Microsoft will spin off Bungie the crown jewel of its video game and the unit behind the hit Halo franchise, as a separate company – opening the possibility it could make titles for Microsoft rivals.
Microsoft will retain a stake in the new company, to be called Bungie LLC, and will continue to publish future Halo games and other titles.
Analyst Michael Pachter expects Microsoft would have some exclusive rights to new Bungie games. In the $30 billion video game industry, star developers or teams often jump from one game publisher to work where the grass is greener. Faced with losing key talent, Microsoft made sure the split was amicable, Pachter said.
Bungie said it had no immediate plans to develop for Sony’s PlayStation 3 or Nintendo’s Wii. But as it has been phenomenally successful and boosted Xbox sales, Microsoft will keep the rights to the Halo franchise.
Halo 3 tops $300m
Halo 3 racked up worldwide sales of US$300 million in its first week, making it one of the year’s best sellers. The boom also helped double sales of the Xbox 360 console.
The game is crucial to Microsoft’s efforts to establish dominance in the $30 billion global video game industry that has been dominated by Sony in the past few years and more recently by Nintendo’s Wii console.
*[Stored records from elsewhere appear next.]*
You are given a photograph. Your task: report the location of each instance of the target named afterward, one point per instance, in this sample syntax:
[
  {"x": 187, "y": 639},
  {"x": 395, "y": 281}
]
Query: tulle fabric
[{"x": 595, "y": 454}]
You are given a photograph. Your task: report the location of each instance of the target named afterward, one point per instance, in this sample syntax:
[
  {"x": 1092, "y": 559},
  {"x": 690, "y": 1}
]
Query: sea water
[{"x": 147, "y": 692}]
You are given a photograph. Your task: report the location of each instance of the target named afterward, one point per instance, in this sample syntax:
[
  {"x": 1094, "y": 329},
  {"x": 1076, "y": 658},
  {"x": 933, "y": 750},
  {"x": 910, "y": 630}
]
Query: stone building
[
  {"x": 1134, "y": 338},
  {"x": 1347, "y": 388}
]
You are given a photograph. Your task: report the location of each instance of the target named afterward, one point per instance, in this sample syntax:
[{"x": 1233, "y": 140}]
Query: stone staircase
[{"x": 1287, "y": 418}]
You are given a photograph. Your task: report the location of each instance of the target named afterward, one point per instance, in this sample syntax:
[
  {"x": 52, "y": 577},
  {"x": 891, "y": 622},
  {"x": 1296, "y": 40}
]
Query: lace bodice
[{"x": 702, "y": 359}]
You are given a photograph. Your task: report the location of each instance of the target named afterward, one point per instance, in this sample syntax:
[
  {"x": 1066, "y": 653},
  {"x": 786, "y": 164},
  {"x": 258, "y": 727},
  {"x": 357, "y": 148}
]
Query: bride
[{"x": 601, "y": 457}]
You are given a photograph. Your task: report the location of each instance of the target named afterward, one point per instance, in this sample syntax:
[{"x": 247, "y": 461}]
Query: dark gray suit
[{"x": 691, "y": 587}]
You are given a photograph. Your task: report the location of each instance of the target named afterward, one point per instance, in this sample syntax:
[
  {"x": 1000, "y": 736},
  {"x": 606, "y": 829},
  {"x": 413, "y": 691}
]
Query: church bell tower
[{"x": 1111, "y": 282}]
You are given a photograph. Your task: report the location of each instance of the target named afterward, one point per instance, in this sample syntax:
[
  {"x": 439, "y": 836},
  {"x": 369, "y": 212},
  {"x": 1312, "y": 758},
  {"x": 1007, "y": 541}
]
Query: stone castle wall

– In Australia, Microsoft says Halo 3 has so far sold 70,000 units, making it second bestselling Xbox 360 title, and generated a record A$7.5 million in sales.
Halo 3 accessories (including a “special edition” console) generated more than $2 million.
Xbox 360 hardware sales increased by 55 percent over the week ending September 23, while sales for September were up 158pc over August, making Xbox the top-selling console for September with 31pc market share.
Togther, Xbox 360 hardware, software and accessories brought in more than A$30 million in September, claimed to be half as much again as any other platform.